At the office of the Nicaraguan Development Institute, an organization of 700 businessmen, reporters were leaving when the group's executive director William Baez called out, "Please come back, we have an announcement to make.

"Our vice president, Jose Francisco Teran, was arrested at 9:00 this morning when he was on his way to this press conference." Baez, perspiring under the television lights, paused and added: "If this continues any one of us can be taken to prison."

Later, at the headquarters of the Conservative Party, the only legal opposition group, a telephone call interrupted a reporter's question. A party leader who answered the phone announced that a lower-level Conservative leader had been arrested, as had Noel Rivas, a vice president of the Chamber of Commerce.

All political parties except Somoza's, as well as the Catholic Church and the major business, labor and professional organizations have united to demand the resignation of Somoza.

The arrests during the weekend and yesterday were so widespread that some Conservative Party leaders appeared to be embarrassed that they had not been arrested. They explained that most of them are members of the virtially powerless Congress and therefore have immunity from arrest.

"Somoza does not want the Conservative Party to have the glory of having its leaders in prison," one said. Another added: "We will be the last to be arrested."

One Conservative Party alternate deputy was detained briefly in the town of Chinandega, a party leader said. He was released as soon as his captors learned of his status.

Despite its name, the Conservative Party backs social and economic reform and has joined the anti-Somoza front, which also includes leftist groups.

The president of the Nicaraguan Development Institute, Manuel Jose Torres, said the strike appeared to be at least 80 percent effective among stores in Managua and that many factories were also closed.

He said businessmen who supported the strike were making preparations for it to last one to three months. Many of the shopowners who support the strike pay their employees half salaries.

The government has stripped the organizations supporting the strike of their charters and has asked the banks to provide a list of all stores supporting the strike that have loans outstanding.
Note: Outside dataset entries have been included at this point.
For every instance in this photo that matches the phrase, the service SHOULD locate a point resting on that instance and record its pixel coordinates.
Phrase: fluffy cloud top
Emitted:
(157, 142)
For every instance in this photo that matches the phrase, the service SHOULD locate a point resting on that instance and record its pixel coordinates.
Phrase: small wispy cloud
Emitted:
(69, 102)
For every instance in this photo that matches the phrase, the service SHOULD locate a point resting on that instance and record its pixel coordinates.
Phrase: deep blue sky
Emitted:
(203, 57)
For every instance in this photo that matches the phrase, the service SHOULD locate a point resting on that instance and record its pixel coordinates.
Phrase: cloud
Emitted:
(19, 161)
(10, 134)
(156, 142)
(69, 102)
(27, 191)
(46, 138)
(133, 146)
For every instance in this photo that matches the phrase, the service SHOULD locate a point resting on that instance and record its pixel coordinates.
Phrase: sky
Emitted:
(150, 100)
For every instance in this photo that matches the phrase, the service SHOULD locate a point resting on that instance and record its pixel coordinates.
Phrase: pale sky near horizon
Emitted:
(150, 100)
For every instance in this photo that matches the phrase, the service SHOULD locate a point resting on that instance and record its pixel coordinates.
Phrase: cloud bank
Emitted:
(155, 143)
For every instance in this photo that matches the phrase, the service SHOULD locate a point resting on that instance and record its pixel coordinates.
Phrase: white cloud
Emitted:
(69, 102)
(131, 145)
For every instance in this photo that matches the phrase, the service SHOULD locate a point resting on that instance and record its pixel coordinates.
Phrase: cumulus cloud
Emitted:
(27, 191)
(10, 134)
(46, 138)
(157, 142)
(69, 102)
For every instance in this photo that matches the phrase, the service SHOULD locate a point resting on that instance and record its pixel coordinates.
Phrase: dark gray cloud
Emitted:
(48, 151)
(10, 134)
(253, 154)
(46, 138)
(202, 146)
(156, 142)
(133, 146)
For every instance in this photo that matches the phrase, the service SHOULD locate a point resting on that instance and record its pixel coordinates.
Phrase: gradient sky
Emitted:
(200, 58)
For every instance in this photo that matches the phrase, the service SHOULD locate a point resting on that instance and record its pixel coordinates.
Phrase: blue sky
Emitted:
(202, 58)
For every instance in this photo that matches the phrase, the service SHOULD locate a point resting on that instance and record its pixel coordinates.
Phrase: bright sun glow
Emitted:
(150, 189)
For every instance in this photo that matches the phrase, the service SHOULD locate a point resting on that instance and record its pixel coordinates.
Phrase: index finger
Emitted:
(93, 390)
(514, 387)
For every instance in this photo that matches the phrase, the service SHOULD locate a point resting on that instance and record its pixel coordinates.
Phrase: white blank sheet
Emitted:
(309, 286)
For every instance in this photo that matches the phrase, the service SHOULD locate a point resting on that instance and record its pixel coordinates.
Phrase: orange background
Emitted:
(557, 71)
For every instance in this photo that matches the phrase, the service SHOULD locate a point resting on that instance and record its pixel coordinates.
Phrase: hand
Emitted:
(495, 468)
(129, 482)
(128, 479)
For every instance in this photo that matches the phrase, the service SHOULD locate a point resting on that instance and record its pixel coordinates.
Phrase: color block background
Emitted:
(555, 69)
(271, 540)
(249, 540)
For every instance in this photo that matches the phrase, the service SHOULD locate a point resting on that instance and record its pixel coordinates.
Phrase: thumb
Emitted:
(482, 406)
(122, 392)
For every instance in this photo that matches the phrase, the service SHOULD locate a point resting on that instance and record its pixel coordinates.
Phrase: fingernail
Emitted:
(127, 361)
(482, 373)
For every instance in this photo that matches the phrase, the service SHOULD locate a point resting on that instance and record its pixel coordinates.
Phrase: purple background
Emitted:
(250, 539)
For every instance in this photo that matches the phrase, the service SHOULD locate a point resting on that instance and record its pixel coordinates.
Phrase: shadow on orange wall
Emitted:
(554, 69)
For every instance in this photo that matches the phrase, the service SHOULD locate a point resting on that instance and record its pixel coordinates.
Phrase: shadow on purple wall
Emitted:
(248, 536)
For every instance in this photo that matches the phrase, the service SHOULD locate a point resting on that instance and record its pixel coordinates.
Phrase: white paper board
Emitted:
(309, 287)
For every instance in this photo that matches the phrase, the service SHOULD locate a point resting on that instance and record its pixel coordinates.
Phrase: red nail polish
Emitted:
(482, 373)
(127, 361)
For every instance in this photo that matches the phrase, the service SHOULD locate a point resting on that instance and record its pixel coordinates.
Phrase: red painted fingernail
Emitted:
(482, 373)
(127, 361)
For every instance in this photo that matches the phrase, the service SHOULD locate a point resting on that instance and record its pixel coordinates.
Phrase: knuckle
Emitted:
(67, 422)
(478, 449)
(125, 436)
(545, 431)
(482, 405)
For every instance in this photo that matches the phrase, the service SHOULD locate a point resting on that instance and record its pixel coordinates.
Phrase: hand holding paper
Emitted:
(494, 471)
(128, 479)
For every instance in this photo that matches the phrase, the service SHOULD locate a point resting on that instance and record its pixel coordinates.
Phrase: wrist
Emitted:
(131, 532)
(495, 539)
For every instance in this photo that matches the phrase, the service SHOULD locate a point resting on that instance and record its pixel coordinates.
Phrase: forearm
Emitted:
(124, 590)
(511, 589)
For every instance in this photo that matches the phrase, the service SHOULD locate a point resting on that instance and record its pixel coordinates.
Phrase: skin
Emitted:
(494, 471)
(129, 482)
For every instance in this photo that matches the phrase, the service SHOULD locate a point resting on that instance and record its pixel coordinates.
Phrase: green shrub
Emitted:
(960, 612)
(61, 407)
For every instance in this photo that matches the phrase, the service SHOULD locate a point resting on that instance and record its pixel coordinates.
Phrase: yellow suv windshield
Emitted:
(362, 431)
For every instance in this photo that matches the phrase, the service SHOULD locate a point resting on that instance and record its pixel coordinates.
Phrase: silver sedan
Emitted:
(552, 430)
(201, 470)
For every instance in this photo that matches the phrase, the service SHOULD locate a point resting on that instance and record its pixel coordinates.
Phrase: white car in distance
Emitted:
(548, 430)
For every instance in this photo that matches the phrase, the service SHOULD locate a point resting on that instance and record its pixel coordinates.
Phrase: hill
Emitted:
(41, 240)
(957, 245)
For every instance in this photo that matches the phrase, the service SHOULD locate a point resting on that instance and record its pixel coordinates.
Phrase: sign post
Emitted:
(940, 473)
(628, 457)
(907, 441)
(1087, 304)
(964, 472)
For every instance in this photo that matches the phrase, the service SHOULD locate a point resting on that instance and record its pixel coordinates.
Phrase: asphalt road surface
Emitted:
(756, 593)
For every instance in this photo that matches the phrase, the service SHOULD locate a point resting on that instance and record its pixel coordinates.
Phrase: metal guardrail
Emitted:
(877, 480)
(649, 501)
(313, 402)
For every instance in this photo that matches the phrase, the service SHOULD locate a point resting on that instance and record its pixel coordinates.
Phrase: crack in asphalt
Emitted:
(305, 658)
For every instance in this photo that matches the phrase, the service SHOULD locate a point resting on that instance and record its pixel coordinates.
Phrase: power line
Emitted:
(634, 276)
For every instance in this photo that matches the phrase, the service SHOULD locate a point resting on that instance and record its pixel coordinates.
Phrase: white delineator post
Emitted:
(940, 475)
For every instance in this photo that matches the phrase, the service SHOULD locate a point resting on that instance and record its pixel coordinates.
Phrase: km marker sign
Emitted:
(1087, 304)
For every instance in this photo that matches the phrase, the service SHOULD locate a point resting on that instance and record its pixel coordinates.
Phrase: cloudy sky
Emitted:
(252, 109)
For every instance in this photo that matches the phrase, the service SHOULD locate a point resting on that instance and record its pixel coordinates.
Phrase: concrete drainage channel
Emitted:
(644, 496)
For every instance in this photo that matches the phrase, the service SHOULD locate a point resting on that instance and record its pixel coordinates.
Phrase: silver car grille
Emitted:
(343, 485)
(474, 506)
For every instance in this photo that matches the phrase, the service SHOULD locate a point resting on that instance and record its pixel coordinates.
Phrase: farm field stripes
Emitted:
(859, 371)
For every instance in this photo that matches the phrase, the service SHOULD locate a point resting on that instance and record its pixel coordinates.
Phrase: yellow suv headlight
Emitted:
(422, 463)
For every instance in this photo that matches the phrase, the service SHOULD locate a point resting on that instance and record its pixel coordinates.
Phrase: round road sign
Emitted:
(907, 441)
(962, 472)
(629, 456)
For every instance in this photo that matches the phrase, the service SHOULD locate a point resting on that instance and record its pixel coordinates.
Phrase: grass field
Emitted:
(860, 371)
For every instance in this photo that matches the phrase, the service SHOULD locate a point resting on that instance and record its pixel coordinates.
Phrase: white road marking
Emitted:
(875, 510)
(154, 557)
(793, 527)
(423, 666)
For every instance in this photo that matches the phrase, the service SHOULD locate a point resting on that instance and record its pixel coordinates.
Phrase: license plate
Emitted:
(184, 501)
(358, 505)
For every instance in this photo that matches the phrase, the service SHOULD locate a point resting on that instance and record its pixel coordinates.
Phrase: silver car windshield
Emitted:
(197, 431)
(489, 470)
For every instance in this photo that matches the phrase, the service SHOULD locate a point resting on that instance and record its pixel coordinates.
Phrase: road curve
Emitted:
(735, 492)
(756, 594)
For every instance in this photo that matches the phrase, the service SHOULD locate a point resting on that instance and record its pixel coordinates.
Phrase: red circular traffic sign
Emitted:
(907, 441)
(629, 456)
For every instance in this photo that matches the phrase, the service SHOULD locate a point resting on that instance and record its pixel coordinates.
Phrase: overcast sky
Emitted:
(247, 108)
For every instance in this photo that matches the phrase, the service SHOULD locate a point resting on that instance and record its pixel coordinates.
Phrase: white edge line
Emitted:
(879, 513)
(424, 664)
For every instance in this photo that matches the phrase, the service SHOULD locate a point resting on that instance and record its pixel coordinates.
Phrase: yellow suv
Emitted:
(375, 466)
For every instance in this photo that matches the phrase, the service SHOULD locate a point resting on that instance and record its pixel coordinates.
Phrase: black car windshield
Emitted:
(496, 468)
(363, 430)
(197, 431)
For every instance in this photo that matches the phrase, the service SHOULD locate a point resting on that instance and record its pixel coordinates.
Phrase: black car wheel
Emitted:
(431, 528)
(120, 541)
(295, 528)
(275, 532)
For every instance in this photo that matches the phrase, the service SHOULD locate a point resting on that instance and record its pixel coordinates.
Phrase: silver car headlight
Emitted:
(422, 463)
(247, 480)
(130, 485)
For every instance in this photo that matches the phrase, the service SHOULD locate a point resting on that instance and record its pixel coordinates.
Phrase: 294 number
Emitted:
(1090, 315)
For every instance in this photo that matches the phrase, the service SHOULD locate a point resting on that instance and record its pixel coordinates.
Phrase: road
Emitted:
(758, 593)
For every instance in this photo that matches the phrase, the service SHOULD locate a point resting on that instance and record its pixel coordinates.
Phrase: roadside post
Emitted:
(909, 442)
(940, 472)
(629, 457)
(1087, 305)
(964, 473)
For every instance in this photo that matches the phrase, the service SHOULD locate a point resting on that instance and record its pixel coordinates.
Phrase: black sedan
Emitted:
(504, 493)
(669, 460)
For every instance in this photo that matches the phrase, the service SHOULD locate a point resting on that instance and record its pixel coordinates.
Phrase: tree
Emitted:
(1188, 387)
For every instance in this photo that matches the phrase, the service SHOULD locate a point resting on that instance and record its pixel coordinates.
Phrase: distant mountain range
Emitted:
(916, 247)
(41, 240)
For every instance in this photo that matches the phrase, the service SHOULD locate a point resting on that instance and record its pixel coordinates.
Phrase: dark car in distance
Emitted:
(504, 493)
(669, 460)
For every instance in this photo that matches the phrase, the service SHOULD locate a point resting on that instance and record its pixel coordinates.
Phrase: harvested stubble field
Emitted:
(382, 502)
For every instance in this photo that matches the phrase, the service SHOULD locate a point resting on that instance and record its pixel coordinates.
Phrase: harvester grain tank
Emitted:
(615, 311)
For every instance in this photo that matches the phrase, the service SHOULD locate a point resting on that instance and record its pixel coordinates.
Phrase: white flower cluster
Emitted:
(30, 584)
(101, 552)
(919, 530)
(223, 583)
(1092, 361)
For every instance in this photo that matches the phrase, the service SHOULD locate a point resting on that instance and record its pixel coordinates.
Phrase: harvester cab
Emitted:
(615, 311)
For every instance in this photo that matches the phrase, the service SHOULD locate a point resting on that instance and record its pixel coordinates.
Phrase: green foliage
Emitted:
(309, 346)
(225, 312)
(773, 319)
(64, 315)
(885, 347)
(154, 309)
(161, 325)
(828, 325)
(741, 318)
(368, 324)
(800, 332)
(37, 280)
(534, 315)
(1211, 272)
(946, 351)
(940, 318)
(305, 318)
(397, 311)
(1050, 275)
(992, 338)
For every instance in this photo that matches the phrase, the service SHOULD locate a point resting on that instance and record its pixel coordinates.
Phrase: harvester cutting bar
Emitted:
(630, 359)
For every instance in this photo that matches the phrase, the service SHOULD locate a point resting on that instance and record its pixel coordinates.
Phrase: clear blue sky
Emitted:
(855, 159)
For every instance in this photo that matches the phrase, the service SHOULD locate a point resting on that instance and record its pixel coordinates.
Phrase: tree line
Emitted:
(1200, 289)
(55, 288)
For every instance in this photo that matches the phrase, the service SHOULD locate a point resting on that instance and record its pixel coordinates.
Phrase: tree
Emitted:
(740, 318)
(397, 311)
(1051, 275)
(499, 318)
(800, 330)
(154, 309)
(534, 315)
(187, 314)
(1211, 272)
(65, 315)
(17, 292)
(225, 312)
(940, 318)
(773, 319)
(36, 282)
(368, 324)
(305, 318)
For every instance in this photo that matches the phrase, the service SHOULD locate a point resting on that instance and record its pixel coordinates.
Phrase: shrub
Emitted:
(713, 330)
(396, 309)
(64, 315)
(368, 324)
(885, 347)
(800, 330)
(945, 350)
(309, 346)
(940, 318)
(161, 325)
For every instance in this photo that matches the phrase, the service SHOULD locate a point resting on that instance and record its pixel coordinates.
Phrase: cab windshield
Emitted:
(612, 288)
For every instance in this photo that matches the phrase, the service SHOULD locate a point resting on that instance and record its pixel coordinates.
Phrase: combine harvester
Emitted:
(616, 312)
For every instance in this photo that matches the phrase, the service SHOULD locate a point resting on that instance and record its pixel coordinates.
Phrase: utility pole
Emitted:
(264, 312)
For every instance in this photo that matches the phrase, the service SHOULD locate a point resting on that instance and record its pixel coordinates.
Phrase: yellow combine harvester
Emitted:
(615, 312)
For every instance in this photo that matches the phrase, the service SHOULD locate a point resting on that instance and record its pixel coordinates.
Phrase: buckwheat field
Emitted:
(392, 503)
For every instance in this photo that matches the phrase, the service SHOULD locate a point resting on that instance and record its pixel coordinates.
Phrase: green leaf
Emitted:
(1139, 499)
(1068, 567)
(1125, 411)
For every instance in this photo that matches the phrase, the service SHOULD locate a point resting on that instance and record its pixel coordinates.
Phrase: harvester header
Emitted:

The banks have been ordered to take action against striking debtors, Baez said.

Whether the banks will cooperate with Somoza or the strikers is still unknown.

Asked why most banks are still open, Torres said they are subject to more pressure from the government than other institutions.

He said that every day the banks remained open depositors were withdrawing more money.

Central Bank President Roberto Incer reported late last week that between $20 million and $30 million had been withdrawn from Nicaraguan banks in the previous two weeks.

Another area where the strike visibly was not effective was transportation. Buses and taxis were running and many gas stations were open. One Nicaraguan businessman said the bus companies are owned by National Guard officers while other officers control the issuance of taxi licenses.

At the Centro Commercial Managua, a large shopping center on the south side of the capital, all but a few stores were closed and there were no shoppers to be seen. A handful of National Guard troops, armed with American-made pistols and sub-machine guns, stood guard.

In a lingerie store, a clerk said the company had decided to remain open because the government had audited its books after it participated in a similar strike earlier this year. She said the clerks had reported to work because the store owner could replace them easily.

The owner of a hardware company said his competitor, a company owned by Somoza, had wanted to remain open. The employes, however, told the company that they would burn the store if it opened.